Rizespor’da düşme korkusunun, Beşiktaş’ta liderliği ele geçirmenin ya da o olanağı yitirmenin vereceği gerginlik olabilirdi. Rize tam tersine, içinde bulunduğu zorluktan cesaret almıştı. Girişken ve özgüvenliydi. Kenarları, Ba’yı, Sosa’yı iyi kontrol ederek, üstüne hızlı hücumlar ekleyerek zorladı Beşiktaş’ı. Beşiktaş’ın ilk 11’inde 5, kulübesinde 2 sarı kart sınırında adamı vardı. Bir sonraki rakibin Bursa olduğunu akla getirdiğinizde Beşiktaş sakin bir mücadeleye neredeyse mecburdu. Ancak bunun tadını kaçırarak oynadılar. En önemli güçleri Olcay solda kayboldu, Gökhan sağda top gevelemekten yoruldu. Sosa da baskı görünce özellikle ilk yarıda çok top kaybı ile oynadı. Onlar yetersiz kalınca önde Ba’nın da etkisizleşmesi doğaldı. Beşiktaş ligin başlarında flaş takım haline gelirken, temel ilkesi coşkulu ve tempolu oynamaktı. Oysa Beşiktaş artık oyunu yavaşlatarak, rakibi rahatlatarak ve kaşınarak oynuyor!

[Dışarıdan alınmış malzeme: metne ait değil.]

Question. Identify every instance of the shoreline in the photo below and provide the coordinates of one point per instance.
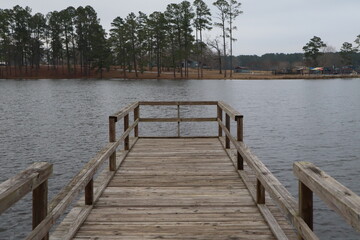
(114, 73)
(205, 77)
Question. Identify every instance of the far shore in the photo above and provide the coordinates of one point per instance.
(114, 73)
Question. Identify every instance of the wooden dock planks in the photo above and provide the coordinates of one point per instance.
(176, 189)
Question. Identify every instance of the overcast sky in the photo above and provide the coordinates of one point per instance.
(265, 26)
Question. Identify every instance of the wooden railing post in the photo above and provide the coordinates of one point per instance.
(112, 138)
(178, 120)
(306, 204)
(227, 139)
(219, 115)
(240, 137)
(136, 117)
(126, 126)
(89, 193)
(40, 205)
(260, 193)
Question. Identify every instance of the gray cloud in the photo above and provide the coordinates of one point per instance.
(266, 26)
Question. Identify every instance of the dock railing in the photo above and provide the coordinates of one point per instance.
(311, 179)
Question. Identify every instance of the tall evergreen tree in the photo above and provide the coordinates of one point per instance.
(233, 11)
(202, 22)
(158, 28)
(222, 6)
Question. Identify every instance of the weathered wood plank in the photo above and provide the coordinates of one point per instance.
(229, 110)
(84, 210)
(338, 197)
(159, 193)
(13, 189)
(160, 103)
(178, 119)
(276, 190)
(125, 111)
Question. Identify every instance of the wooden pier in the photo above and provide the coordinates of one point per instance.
(201, 187)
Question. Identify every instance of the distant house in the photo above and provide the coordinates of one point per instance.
(191, 63)
(317, 70)
(242, 70)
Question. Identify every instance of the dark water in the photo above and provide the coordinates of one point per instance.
(64, 122)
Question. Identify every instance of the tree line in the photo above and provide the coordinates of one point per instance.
(73, 41)
(316, 53)
(67, 38)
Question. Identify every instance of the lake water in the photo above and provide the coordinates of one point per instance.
(65, 122)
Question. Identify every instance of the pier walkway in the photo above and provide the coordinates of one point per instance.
(200, 187)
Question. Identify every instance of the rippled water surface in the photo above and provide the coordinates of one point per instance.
(64, 122)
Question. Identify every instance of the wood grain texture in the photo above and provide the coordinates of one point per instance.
(15, 188)
(125, 111)
(181, 188)
(164, 103)
(338, 197)
(272, 185)
(234, 115)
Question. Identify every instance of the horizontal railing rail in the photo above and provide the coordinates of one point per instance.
(338, 197)
(311, 178)
(35, 179)
(83, 181)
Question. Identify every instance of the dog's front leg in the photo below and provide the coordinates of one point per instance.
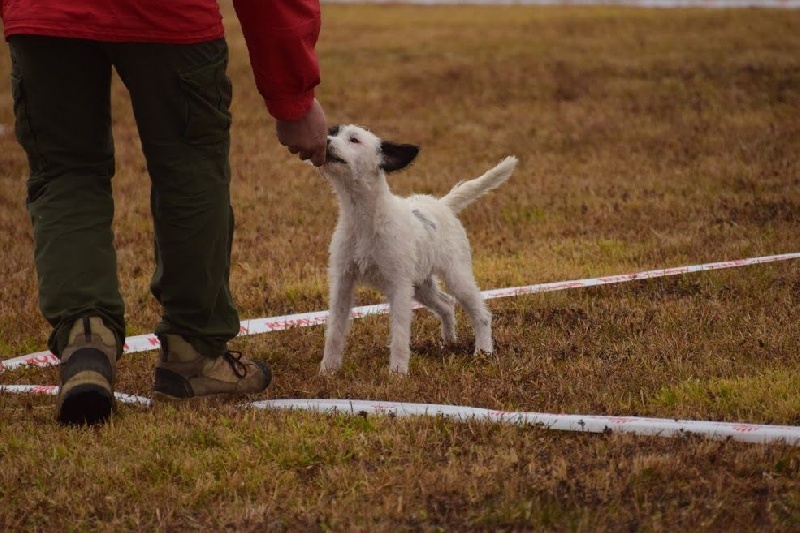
(341, 302)
(400, 305)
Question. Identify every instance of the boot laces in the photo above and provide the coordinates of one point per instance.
(234, 359)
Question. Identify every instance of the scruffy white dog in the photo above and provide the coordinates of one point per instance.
(400, 246)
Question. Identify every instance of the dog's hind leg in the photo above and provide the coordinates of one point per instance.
(461, 284)
(341, 302)
(400, 306)
(431, 296)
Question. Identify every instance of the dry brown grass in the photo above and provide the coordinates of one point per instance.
(647, 138)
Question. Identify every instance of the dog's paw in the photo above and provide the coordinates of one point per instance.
(399, 369)
(329, 367)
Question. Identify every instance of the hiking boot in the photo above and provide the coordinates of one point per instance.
(88, 367)
(182, 372)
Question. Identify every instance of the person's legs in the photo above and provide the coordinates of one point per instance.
(181, 97)
(61, 91)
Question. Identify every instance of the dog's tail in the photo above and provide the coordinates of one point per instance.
(466, 192)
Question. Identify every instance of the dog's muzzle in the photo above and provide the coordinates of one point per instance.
(330, 157)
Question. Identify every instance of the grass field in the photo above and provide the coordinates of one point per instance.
(646, 138)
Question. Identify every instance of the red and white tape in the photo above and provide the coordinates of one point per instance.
(565, 422)
(662, 427)
(52, 390)
(255, 326)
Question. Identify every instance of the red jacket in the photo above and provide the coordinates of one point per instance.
(280, 35)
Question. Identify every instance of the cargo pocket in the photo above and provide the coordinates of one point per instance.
(207, 94)
(22, 124)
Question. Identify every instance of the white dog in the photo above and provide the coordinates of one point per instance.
(399, 246)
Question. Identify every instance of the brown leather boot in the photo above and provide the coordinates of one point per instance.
(88, 369)
(182, 373)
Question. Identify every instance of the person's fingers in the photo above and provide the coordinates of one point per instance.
(318, 158)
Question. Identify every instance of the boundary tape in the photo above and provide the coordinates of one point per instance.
(662, 427)
(752, 433)
(255, 326)
(659, 427)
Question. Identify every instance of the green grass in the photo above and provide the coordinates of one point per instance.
(647, 139)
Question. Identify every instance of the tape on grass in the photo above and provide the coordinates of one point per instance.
(52, 390)
(662, 427)
(583, 423)
(256, 326)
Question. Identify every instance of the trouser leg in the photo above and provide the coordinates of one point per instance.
(61, 92)
(181, 97)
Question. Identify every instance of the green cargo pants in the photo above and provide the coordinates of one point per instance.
(181, 97)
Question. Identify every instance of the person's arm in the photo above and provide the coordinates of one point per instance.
(281, 36)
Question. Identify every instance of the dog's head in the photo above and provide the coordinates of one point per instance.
(355, 154)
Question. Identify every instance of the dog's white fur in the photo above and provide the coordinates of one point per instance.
(400, 246)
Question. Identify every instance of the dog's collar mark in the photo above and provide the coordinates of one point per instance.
(428, 223)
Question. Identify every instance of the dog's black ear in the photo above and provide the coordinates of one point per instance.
(397, 156)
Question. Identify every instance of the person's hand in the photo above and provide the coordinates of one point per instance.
(307, 137)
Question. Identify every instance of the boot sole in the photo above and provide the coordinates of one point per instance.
(86, 396)
(85, 404)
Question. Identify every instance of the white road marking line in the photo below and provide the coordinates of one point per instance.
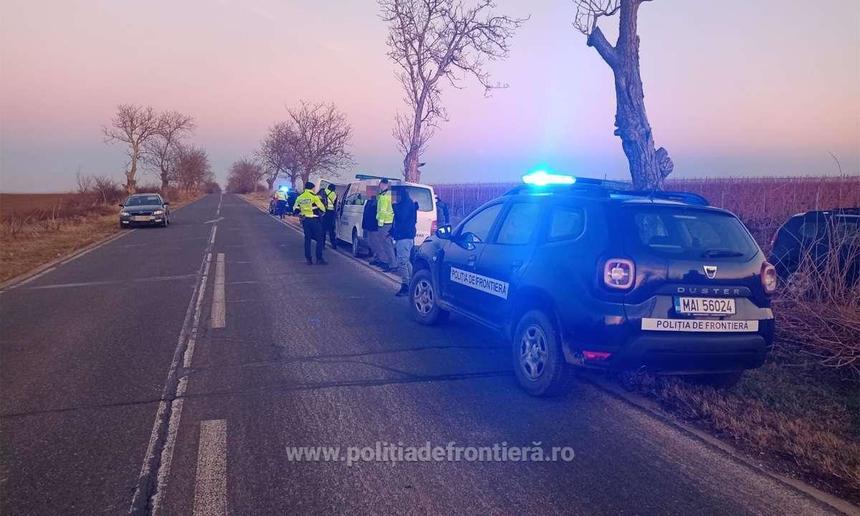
(188, 332)
(111, 282)
(210, 485)
(219, 306)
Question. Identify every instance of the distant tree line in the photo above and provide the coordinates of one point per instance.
(313, 140)
(156, 142)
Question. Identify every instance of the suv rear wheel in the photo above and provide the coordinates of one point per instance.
(423, 299)
(538, 358)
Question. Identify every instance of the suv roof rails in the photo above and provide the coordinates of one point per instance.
(363, 177)
(669, 195)
(607, 188)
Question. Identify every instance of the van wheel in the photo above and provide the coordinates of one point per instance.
(717, 380)
(356, 248)
(423, 298)
(538, 358)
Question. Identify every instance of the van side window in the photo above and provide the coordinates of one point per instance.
(565, 223)
(482, 222)
(519, 224)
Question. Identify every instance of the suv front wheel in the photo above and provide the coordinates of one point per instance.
(423, 299)
(538, 358)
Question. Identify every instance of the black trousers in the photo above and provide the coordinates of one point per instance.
(328, 228)
(312, 228)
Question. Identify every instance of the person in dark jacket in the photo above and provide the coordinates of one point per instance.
(442, 218)
(403, 233)
(370, 229)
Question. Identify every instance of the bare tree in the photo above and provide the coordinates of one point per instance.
(192, 168)
(432, 40)
(321, 137)
(277, 154)
(160, 151)
(106, 189)
(134, 126)
(244, 176)
(648, 167)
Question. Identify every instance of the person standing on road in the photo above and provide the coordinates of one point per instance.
(311, 209)
(370, 228)
(403, 233)
(330, 214)
(384, 219)
(442, 217)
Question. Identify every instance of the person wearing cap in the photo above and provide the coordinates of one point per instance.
(329, 217)
(311, 209)
(403, 232)
(385, 219)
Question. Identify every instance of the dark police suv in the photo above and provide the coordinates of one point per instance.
(580, 272)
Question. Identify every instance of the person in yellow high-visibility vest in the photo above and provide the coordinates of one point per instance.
(311, 209)
(385, 218)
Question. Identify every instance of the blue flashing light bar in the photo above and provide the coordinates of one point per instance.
(544, 178)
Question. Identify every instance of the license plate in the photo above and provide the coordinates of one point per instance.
(705, 305)
(700, 326)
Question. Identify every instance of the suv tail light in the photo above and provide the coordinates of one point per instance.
(768, 278)
(619, 273)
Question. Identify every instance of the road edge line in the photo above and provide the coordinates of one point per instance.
(805, 489)
(394, 280)
(152, 477)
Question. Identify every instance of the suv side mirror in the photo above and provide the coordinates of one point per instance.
(443, 232)
(467, 240)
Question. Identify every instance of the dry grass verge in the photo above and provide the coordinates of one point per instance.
(26, 242)
(800, 420)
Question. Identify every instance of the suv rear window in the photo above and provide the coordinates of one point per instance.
(677, 232)
(420, 195)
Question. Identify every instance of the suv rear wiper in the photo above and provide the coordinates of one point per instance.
(721, 253)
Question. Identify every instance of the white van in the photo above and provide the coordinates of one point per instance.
(358, 192)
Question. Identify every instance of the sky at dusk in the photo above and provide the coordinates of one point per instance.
(733, 88)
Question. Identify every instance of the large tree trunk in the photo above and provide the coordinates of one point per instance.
(130, 183)
(410, 167)
(648, 167)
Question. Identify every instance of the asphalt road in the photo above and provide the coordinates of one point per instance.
(176, 369)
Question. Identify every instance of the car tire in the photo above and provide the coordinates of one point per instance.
(538, 358)
(423, 299)
(356, 246)
(719, 381)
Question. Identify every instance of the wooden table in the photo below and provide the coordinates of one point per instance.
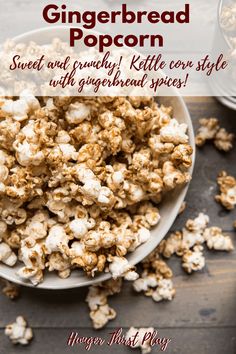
(202, 317)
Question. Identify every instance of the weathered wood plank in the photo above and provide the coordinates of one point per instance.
(209, 162)
(185, 341)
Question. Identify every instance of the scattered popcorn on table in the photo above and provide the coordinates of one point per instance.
(216, 240)
(100, 311)
(155, 280)
(224, 140)
(145, 346)
(18, 332)
(207, 131)
(80, 180)
(211, 130)
(227, 185)
(193, 260)
(9, 289)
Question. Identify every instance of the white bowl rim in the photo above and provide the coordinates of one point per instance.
(105, 276)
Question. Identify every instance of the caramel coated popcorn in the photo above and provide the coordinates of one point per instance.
(18, 332)
(211, 130)
(188, 243)
(9, 289)
(80, 178)
(155, 280)
(227, 185)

Yavaşlığın Rizespor’a avantaj sağladığı açıktı. Beşiktaş’ın hızlanması, kendi alanındaki gereksiz yan paslardan vazgeçmesi, çabuk ve öne oynaması gerekti. İkinci yarıda biraz bunun arayışına girdiler ve Sosa’nın ilk zorlaması nefis bir gol bulmasını sağladı. Golle birlikte, hırçın Kıvanç da kırmızı görerek takımını on kişi bıraktı! Ve Beşiktaş bu kez savunmada ne denli cılız olduğunu kanıtlamaya kalkıştı ve hemen beraberlik golünü yedi. Bu golden az sonra da Koray, Motta’nın dizine vahşice taban koydu. Bu da tartışmasız kırmızı karttı. Rize dokuz kişi kaldı 65.dakikada! Beşiktaş’ın bundan sonra bile oyunu hızlandıramayışı eksik rakibinin kapanma olanağı bularak savunma kurmasına neden oldu.
Özetle, Beşiktaş’ın oyun aklı sahip olduğu gücü kullanmayı beceremeyecek kadar yetersizdi dün. Galibiyeti getiren penaltının da tartışılacak yanı yoktu.